L’archevêque émérite de Milan, Carlo Maria Martini, est mort le vendredi 31 août 2012 à l’âge de 85 ans. Quelques semaines auparavant, le cardinal jésuite prenait congé de ses lecteurs du quotidien Corriere della Sera, auxquels il s’adressait chaque semaine depuis trois ans, malgré la maladie de Parkinson qu’il affrontait depuis une quinzaine d’année. Il écrivit alors ces lignes quasi prophétiques : « Le moment est venu pour moi de me retirer des choses terrestres et de me préparer à l’avènement du Royaume. »

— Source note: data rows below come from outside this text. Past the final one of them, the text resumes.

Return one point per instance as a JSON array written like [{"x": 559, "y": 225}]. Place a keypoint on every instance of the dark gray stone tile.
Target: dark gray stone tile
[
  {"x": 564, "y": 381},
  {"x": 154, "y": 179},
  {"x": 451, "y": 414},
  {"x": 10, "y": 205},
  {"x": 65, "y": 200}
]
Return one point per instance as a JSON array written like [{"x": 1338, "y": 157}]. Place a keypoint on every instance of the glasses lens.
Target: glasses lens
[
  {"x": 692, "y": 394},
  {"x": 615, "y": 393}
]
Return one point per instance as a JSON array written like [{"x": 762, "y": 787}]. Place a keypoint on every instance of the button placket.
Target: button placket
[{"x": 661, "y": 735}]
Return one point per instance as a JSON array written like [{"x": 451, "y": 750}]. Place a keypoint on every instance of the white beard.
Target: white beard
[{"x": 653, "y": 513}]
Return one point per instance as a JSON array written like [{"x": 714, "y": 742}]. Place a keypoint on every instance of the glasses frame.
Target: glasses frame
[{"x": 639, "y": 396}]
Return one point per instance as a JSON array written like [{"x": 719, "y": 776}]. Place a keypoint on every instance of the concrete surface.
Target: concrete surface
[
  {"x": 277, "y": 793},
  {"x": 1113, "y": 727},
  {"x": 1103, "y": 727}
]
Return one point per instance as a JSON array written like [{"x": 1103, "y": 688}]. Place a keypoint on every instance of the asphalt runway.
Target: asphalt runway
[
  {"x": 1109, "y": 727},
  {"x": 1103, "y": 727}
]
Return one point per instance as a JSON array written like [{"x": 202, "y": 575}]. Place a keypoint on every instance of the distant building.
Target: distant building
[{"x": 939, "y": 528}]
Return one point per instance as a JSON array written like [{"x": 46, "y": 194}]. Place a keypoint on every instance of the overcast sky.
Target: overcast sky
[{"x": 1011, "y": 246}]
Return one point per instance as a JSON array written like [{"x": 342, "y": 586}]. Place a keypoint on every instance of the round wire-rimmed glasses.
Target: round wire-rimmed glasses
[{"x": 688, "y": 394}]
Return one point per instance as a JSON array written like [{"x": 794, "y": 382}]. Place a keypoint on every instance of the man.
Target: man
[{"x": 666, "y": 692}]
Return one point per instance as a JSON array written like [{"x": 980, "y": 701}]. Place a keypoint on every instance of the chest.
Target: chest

Ces paroles, dignes d’un grand théologien, n’en cachaient pas moins une authentique peur de la mort qui s’approchait et « des difficultés avec Dieu », comme le rapporte la chaleureuse biographie d’Aldo Maria Valli, célèbre chroniqueur et écrivain italien, dont la traduction française est parue quelques mois seulement avant la mort du cardinal. Ce dernier confiait à un auditoire réuni une dernière fois à Milan en 2008 : « Plusieurs fois, je me suis lamenté, demandant au Seigneur pourquoi il ne nous a pas libérés de la nécessité de mourir… J’ai retrouvé la paix, pensant que je devais mourir, lorsque j’ai compris que, sans la mort, jamais nous ne serions capables de faire un acte de totale confiance en Dieu. »
Carlo Maria Martini, qui fut à Rome successivement recteur de l’Institut biblique, puis de l’Université pontificale grégorienne, était un homme pénétré par la Parole de Dieu et par la confiance en l’humanité, malgré ses désordres et ses violences. Il confiait en 1995, dans une lettre adressée à Alojzij Sustar, l’archevêque de Ljubljana, sur le thème Que faire en des temps difficiles ?, ces mots qui résument sa spiritualité profonde : « Toute époque est un temps de grâce, un kairos qui ouvre à la confiance : pour chacun, pour un peuple, pour l’ensemble des peuples, il existe une voie de pacification. »
Martini était en outre un homme voué à l’émergence d’un monde plus juste et humain. Sa première initiative publique à Milan, lorsqu’il en devint l’archevêque sur décision de Jean Paul II en décembre 1979, concernait le sort des prisonniers de San Vittore auxquels il rendit visite.
L’ultime « pacification » de son propre destin, le cardinal Martini aurait souhaité la vivre dans sa ville préférée : Jérusalem. A l’âge de la retraite, il quitta donc Milan pour la Terre Sainte, mais la maladie l’obligea au retour en Italie, où il rejoignit la communauté jésuite de Galarate.
Peu avant son décès, il invita l’Eglise tout entière au courage d’un profond renouvellement. Martini aurait souhaité un nouveau concile du Vatican. Dans le même temps, face au bruit « effrayant de vide », cet homme voué à la Parole recherchait de plus en plus « un espace libre de tout fracas aliénant, pour qu’il soit possible de tendre l’oreille et de percevoir quelque chose de la fête éternelle et de la voix du Père ».